—А у нас рубли, — несмело сказал Луций, — тридцать миллионов. А долларов и в помине нет.
—Конвертируем! — уверенно сказал Луцию лифтер. — У официанта. Прямо по курсу.
Дядя Саша не соврал. Уже через час после того, как верткий официант выложил им три тысячи долларов в мятых чаевых купюрах, друзья наши, озираясь, выходили на остановке под названием "Путиловский завод". Райончик в самом деле был какой-то серый, непритязательный. С правой стороны шла высокая каменная стена, а с левой сплошные торговые ряды, магазинчики, навесы с теми же самыми покорившими воображение братьев экзотическими фруктами. Народу слонялось здесь меньше, чем в других местах, но все же достаточно. Идея Луция подобрать какого-нибудь работягу и разговорить его разбилась об то обстоятельство, что работяг в в том смысле слова, как это понимают в Москве, почитай, и не было. Из проходной, которую им удалось обнаружить, выходили прилично одетые, веселые люди, которые явно не видели особого смысла нализываться в пивнушках.

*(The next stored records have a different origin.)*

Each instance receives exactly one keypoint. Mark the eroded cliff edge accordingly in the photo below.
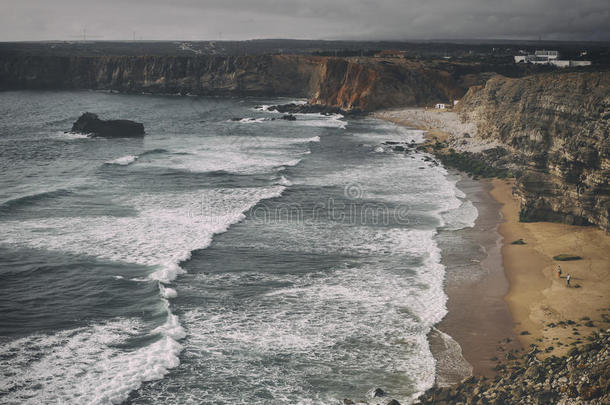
(353, 83)
(555, 130)
(553, 127)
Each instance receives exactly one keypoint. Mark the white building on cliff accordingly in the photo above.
(547, 57)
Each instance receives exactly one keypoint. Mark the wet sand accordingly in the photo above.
(478, 317)
(511, 291)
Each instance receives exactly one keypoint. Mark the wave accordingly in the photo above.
(72, 135)
(153, 152)
(129, 159)
(168, 228)
(29, 199)
(86, 365)
(284, 181)
(249, 120)
(123, 161)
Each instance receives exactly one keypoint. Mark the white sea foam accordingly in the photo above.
(84, 365)
(123, 160)
(284, 181)
(249, 120)
(71, 135)
(235, 154)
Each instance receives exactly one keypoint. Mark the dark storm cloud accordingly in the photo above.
(319, 19)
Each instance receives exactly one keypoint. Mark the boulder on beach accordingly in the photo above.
(92, 125)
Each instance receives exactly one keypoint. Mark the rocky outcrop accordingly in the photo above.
(370, 84)
(347, 83)
(554, 128)
(90, 124)
(581, 377)
(264, 75)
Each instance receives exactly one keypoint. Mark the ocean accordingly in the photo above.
(227, 257)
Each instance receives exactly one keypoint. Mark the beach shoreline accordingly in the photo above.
(519, 299)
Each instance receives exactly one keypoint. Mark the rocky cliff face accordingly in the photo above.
(556, 128)
(349, 83)
(203, 75)
(370, 84)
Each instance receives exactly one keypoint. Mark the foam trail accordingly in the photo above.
(123, 161)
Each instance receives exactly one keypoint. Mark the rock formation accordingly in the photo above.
(348, 83)
(90, 124)
(581, 377)
(555, 129)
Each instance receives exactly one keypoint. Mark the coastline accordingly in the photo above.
(518, 300)
(478, 317)
(546, 312)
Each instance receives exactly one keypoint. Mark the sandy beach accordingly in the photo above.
(519, 296)
(545, 310)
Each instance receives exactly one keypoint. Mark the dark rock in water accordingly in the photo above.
(293, 108)
(378, 393)
(89, 123)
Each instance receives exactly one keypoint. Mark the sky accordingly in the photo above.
(304, 19)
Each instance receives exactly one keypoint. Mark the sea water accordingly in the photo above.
(228, 257)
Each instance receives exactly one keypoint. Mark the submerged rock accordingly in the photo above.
(92, 125)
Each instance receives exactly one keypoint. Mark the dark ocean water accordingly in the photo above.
(214, 261)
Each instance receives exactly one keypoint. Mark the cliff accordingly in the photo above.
(349, 83)
(263, 75)
(581, 377)
(555, 130)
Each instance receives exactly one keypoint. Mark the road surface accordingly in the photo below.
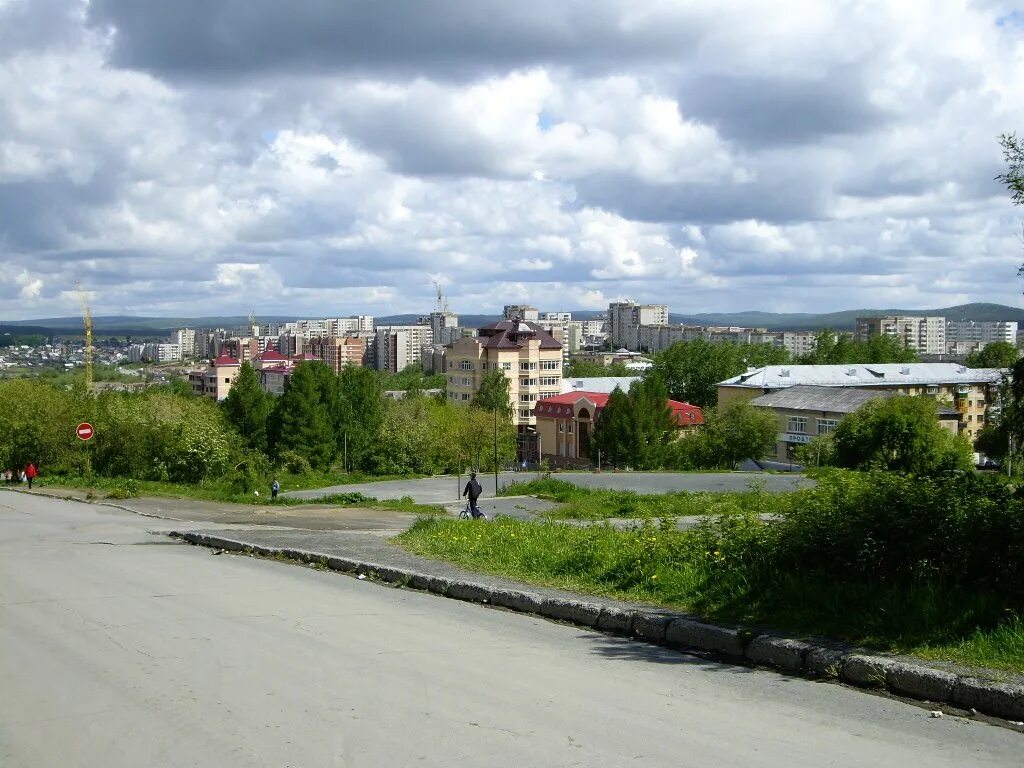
(446, 488)
(120, 647)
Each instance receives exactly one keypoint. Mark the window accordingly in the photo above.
(826, 426)
(798, 424)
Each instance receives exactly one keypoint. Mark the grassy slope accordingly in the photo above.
(663, 566)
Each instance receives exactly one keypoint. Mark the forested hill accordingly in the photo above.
(119, 325)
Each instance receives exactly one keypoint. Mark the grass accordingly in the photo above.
(668, 567)
(120, 487)
(598, 504)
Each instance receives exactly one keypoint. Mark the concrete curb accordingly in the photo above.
(682, 632)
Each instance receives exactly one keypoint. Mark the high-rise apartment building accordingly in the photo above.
(338, 351)
(626, 317)
(981, 333)
(925, 335)
(399, 346)
(521, 311)
(522, 351)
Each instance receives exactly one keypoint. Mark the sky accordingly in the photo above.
(327, 158)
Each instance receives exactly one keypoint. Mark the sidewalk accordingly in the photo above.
(370, 556)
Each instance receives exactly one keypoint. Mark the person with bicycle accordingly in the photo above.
(473, 491)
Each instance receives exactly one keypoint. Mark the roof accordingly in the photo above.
(807, 397)
(270, 354)
(882, 375)
(598, 383)
(834, 399)
(562, 404)
(512, 334)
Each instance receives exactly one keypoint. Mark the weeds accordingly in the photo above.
(928, 566)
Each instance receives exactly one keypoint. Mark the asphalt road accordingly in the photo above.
(119, 647)
(446, 488)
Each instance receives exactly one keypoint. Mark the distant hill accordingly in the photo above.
(139, 327)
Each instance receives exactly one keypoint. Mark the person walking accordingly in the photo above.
(473, 491)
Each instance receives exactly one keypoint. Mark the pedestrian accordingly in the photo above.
(473, 491)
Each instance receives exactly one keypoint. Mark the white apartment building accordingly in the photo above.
(521, 311)
(925, 335)
(626, 317)
(978, 333)
(799, 343)
(398, 346)
(185, 338)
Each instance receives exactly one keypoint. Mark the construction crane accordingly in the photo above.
(441, 302)
(87, 320)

Однако довольно скоро перед растерявшимися братьями возник тип с метлой в руках и в выпущенной поверх грязных джинсов рубашке, лицо которого давало шанс, что его владелец не прочь опохмелиться. Заводской дворник, как Луций определил его, настолько нервно мел, что казалось, при каждом движении метла выпрыгнет у него из рук и улетит за забор. Поймав паузу между двумя взмахами, Луций подошел к нему вплотную и быстро спросил, где приезжий человек может поблизости утолить жажду.

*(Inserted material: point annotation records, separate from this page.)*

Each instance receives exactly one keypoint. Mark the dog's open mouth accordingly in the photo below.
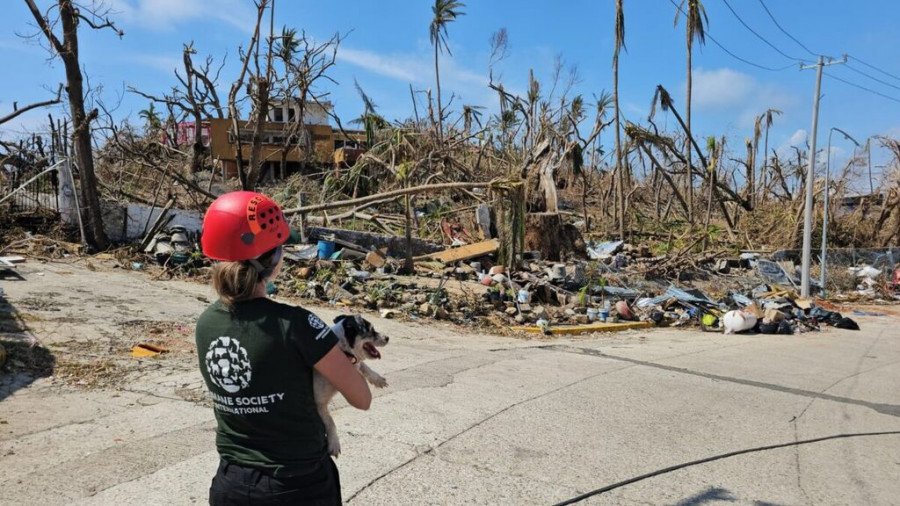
(371, 350)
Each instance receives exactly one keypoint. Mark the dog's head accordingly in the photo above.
(359, 337)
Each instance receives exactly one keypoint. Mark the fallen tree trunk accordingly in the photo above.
(429, 188)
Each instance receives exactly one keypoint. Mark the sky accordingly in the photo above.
(386, 49)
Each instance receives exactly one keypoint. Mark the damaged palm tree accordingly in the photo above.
(70, 16)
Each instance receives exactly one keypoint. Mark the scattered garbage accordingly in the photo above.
(144, 350)
(738, 321)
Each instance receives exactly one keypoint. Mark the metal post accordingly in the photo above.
(869, 151)
(810, 176)
(825, 214)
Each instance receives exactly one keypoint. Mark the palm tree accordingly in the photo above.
(695, 28)
(620, 169)
(769, 114)
(471, 113)
(151, 117)
(444, 11)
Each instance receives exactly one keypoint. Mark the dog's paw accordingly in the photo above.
(379, 381)
(334, 448)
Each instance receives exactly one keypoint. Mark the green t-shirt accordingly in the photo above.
(257, 361)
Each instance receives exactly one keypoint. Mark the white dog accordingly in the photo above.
(359, 341)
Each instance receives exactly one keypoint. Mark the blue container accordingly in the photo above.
(325, 249)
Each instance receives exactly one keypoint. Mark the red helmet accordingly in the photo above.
(242, 225)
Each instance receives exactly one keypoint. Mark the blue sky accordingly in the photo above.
(388, 48)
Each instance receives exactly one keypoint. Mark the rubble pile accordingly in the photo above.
(467, 285)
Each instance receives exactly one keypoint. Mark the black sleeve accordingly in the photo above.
(311, 336)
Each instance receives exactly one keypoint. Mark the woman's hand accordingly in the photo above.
(338, 370)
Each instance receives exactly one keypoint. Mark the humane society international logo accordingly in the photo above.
(228, 364)
(315, 322)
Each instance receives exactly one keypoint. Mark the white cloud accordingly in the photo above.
(728, 91)
(163, 15)
(798, 139)
(720, 89)
(166, 64)
(412, 68)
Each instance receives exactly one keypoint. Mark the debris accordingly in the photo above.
(857, 312)
(144, 349)
(583, 329)
(462, 253)
(388, 314)
(847, 324)
(375, 259)
(738, 321)
(623, 310)
(604, 250)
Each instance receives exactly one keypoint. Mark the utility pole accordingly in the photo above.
(822, 260)
(810, 175)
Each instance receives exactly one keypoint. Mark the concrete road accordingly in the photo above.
(479, 419)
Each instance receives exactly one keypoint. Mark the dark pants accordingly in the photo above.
(236, 485)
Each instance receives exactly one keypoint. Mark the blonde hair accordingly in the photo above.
(236, 281)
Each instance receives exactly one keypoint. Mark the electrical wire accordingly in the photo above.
(836, 78)
(876, 68)
(719, 457)
(736, 57)
(785, 31)
(860, 72)
(758, 36)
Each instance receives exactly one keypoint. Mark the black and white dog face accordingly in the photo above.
(359, 338)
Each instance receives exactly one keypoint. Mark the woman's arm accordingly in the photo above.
(337, 369)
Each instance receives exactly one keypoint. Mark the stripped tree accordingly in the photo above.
(70, 16)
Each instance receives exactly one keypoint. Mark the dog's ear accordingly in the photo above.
(351, 328)
(363, 325)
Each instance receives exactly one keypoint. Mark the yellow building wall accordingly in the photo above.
(220, 147)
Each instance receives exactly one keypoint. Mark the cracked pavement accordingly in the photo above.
(467, 418)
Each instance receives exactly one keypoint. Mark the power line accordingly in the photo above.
(863, 88)
(876, 68)
(785, 31)
(860, 72)
(760, 37)
(736, 57)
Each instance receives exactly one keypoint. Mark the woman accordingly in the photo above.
(257, 357)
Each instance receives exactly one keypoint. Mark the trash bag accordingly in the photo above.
(847, 323)
(738, 321)
(785, 327)
(825, 316)
(768, 328)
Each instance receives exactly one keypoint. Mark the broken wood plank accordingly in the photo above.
(467, 252)
(581, 329)
(9, 261)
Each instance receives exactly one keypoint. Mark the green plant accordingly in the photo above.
(583, 297)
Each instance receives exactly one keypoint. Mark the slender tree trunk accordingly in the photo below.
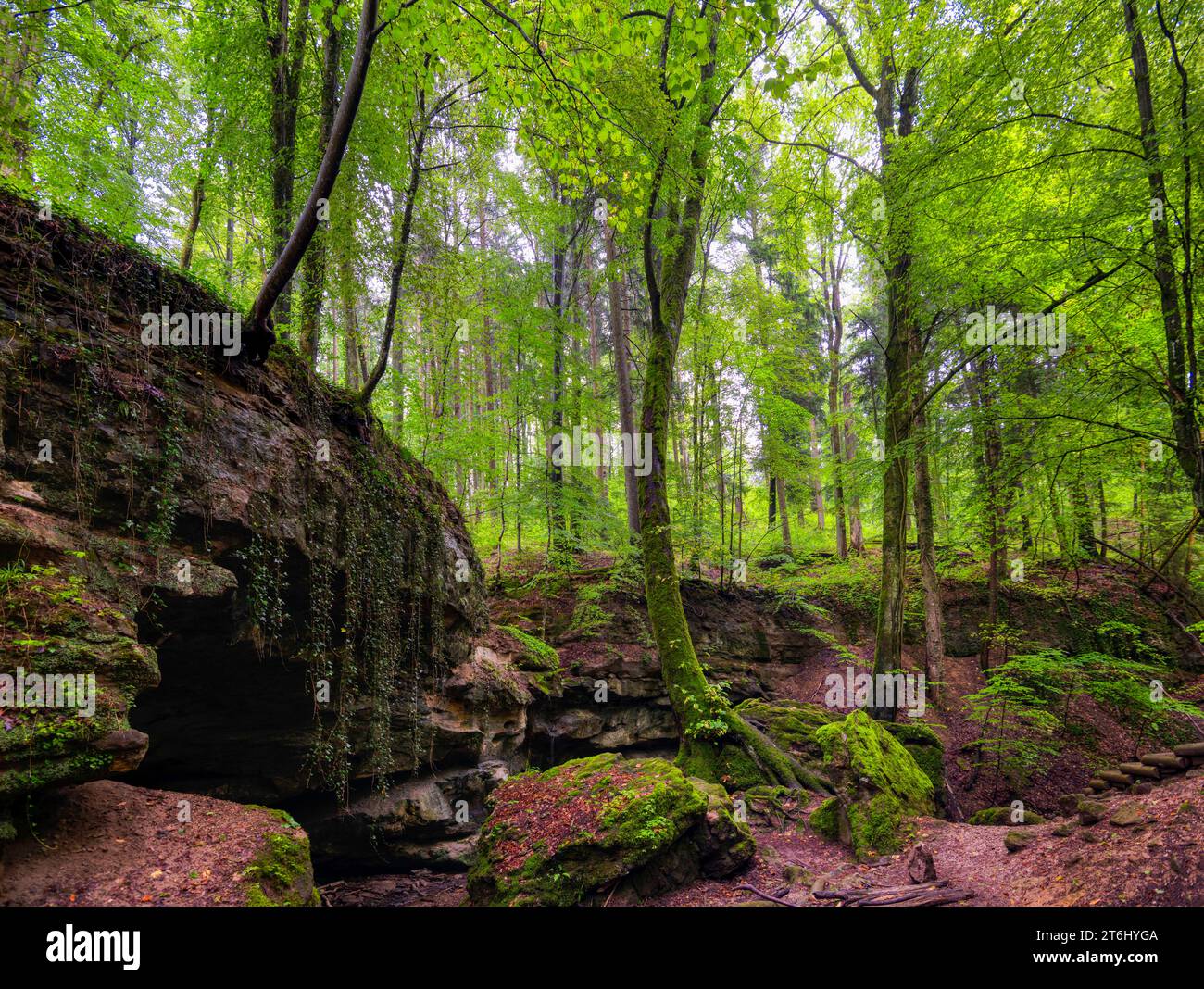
(313, 281)
(934, 618)
(1180, 372)
(289, 257)
(622, 373)
(850, 453)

Дворник подозрительно взглянул на Луция, будто пытаясь удостовериться, какую именно жажду тот имеет в виду. Найдя, что, несмотря на юные лица, жажда Луция достойного качества, он буркнул, что рядом есть приличная пивнушка. После чего уговорить его проводить блуждающих братьев и самому дернуть кружечку было даже слишком легко.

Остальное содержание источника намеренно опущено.